Pour le reste, notamment la notion de "résultat", les débats sont déja nombreux un peu partout, notamment au niveau syndical, rejoignant d'ailleurs ceux menés autour de la notion de rémunération au "mérite" évoquée dans le libre blanc. Ce qui est logique dans la mesure où le nouveau statut rendra effectif ces deux motions au même moment.
Bravo d'avoir apporté une utile contribution à un sujet effectivement peu abordé chez les biblioblogueurs et les forums professionnels.

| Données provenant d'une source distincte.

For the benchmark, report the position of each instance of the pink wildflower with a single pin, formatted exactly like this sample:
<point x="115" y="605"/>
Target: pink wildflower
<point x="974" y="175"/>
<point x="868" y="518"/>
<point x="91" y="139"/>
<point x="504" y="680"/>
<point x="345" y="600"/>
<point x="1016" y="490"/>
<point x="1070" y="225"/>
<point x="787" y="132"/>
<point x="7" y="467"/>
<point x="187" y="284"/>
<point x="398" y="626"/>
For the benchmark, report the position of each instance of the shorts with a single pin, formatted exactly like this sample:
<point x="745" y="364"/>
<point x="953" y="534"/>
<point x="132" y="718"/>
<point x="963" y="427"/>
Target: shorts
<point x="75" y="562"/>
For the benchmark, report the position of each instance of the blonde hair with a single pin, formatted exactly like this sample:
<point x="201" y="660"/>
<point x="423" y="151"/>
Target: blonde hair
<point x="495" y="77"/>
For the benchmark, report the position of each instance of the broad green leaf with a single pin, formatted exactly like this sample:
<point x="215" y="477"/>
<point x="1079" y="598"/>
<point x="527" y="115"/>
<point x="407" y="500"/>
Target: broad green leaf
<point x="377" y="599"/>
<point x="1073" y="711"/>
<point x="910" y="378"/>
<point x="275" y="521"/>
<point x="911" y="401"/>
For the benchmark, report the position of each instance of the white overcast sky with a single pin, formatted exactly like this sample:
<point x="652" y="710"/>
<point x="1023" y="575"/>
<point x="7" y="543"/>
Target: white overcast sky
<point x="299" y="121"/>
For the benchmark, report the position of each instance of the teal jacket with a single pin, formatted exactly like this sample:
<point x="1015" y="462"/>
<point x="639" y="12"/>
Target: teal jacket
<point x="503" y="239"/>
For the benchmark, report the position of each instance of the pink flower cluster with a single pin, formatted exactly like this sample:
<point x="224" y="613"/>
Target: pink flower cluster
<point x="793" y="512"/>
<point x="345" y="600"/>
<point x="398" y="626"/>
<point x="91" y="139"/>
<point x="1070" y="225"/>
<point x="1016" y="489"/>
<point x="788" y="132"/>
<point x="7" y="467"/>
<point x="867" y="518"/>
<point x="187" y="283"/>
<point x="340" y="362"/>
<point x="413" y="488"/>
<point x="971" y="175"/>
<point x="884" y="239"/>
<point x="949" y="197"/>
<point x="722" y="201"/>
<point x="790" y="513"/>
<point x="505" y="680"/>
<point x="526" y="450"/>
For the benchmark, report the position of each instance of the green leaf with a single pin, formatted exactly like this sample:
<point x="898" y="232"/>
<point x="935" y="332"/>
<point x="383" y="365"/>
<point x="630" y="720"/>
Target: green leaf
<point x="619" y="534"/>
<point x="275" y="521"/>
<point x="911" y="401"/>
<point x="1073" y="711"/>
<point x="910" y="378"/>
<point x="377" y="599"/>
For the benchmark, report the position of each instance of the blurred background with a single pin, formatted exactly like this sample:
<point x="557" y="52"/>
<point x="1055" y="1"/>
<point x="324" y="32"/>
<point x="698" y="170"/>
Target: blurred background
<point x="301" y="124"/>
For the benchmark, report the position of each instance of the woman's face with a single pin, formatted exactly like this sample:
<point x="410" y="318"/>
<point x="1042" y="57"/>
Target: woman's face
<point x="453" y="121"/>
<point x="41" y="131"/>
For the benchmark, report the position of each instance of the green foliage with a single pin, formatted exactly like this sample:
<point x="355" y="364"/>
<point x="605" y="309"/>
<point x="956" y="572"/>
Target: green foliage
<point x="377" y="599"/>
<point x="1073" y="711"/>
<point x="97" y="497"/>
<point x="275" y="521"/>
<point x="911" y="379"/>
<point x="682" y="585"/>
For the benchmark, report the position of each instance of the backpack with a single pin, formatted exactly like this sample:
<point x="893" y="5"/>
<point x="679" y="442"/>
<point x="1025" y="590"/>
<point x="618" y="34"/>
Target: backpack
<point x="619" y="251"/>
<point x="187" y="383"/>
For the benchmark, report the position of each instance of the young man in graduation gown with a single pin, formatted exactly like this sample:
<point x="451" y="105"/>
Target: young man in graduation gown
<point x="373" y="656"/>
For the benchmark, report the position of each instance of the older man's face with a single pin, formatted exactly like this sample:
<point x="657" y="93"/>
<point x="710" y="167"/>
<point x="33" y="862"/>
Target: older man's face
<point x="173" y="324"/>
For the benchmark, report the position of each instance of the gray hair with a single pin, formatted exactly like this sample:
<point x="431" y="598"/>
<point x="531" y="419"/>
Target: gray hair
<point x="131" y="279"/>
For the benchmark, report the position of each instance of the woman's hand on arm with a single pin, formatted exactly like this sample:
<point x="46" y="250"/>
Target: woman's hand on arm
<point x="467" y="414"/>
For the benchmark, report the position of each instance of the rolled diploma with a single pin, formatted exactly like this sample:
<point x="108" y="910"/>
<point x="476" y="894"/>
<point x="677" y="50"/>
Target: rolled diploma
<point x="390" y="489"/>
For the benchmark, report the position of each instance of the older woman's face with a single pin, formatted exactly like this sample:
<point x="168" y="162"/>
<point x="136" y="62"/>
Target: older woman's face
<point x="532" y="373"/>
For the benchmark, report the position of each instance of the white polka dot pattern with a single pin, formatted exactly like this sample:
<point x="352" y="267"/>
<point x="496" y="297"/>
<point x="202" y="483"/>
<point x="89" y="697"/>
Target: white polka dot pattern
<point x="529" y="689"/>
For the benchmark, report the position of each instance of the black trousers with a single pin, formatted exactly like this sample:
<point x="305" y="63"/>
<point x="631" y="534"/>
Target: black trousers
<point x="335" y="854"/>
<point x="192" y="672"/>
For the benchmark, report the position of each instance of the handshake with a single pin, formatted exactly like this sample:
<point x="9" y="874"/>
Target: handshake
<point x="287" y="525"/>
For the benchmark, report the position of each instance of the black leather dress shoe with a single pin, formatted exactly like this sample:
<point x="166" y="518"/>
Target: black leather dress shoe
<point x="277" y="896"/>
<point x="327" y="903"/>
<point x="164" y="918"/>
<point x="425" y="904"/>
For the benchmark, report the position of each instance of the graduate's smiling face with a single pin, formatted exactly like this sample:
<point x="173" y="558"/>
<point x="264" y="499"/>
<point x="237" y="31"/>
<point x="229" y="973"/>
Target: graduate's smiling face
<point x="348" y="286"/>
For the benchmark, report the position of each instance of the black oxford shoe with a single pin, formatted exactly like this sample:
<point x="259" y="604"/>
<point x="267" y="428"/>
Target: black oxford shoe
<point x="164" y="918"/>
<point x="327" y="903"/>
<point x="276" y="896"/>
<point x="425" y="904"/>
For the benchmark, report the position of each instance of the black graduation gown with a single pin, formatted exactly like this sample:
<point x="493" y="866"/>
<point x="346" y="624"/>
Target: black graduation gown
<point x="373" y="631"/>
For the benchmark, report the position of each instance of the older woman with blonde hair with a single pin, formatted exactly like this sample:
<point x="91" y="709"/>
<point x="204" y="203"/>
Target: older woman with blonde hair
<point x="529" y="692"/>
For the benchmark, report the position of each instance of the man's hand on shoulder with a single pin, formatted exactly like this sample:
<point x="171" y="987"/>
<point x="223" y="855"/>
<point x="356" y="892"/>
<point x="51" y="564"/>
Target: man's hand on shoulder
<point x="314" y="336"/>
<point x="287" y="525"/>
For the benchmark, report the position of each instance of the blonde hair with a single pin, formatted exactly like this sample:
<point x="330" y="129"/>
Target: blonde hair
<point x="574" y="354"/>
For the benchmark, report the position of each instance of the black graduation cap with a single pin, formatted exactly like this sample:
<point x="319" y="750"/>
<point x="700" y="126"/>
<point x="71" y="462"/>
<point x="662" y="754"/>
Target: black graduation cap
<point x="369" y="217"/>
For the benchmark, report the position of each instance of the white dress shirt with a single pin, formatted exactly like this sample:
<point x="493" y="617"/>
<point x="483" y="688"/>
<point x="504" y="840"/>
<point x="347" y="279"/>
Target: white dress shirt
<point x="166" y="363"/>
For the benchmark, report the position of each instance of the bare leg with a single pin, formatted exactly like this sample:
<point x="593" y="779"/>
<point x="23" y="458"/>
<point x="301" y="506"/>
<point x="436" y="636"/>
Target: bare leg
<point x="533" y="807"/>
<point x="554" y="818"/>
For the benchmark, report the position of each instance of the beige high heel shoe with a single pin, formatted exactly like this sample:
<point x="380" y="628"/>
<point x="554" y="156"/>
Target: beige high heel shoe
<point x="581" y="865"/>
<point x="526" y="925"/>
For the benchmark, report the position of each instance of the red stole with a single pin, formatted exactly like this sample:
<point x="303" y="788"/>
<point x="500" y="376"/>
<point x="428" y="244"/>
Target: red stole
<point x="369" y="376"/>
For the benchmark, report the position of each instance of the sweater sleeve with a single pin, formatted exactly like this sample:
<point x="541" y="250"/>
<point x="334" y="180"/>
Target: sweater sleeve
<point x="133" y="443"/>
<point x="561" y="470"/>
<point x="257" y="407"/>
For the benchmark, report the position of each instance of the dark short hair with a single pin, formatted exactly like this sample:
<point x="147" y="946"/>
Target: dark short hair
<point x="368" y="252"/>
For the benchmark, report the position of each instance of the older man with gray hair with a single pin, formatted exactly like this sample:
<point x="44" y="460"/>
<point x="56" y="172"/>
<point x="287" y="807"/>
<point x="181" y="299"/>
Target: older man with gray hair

pas eu le temps de lire tout ce texte certainement passionnant car je suis moi même en évaluation !!!!
chon
Petite précision liée aux liens vers ma série "Ton meilleur profil" : je ne pense pas une nano-seconde que les compétences relationnelles et d'accueil sont réservées aux cat. C ; je pense que ces compétences sont un pré-requis incontournable pour TOUT personnel intervenant dans une bibliothèque et plus largement, un service public.
@detoutsurrien
D'accord à 100 %.
Actuellement, dans la FP territoriale, le "sens des relations avec le public" est l'objet d'une note et d'une appréciation uniquement pour les agents de catégorie C, ce qui me semble très anormal.
Question anodine : si les compétences réclamées aux cadres sont évaluables et peuvent donner lieu à des formations et des améliorations, ainsi que des bilans de compétences, qu'en est-il des compétences liées à l'accueil .? Les deux derniers commentateurs les définissent comme "compétences relationnelles et d'accueil" et "sens des relations avec le public", en reprenant les terminologies en usage. Tout cela à déterminer dans un entretien annuel d'évaluation. Si tout ce qui concerne les relations internes à l'équipe est d'une certaine façon mesurable puisque restreint à une certain nombre de personnes identifiables, qu'en est-il du public ? Sorti de la compétence mesurable (je peux renseigner quelqu'un ou non), que reste-t'il à évaluer : la qualité du sourire, la capacité de la patience, l'intensité du regard ?
Qui juge ? Le public (vers un public qui plébisciterait l'accueil par untel) ? Quelles compétences proposer? Je peux témoigner en tous cas que ce type de critère est actuellement considéré comme non-efficient et totalement squeezé au niveau de l'appréciation-notation. Le chef de service, le plus souvent absent à l'accueil et de plus parfaitement conscient de son incompétence à porter ce type de jugement, préfère passer outre et "globaliser" son appréciation. Quant aux notes, au moins dans la FPT, elles sont également portées globalement et non pas déclinées selon chaque critère.
Renforcer les compétences globales des agents et intégrer clairement les cadres aux fonctions d'accueil est une excellente chose (et qui ne sera souvent que la prise en compte de choses déja effectives dans beaucoup de services bien qu' absentes des fiches de poste), mais sortir de systèmes de notation aussi ésotériques et qui paraitront vite suspects (perçus par les notés comme "à la tete du client)me semble urgentissime. Et la nouvelle mouture, déclinée sous forme d'objectifs, ne me semble pas quitter les ornières traditionnelles de la notation administrative. Une "capacité à" doit être différenciée d'une compétence acquise. Tout n'est pas notable.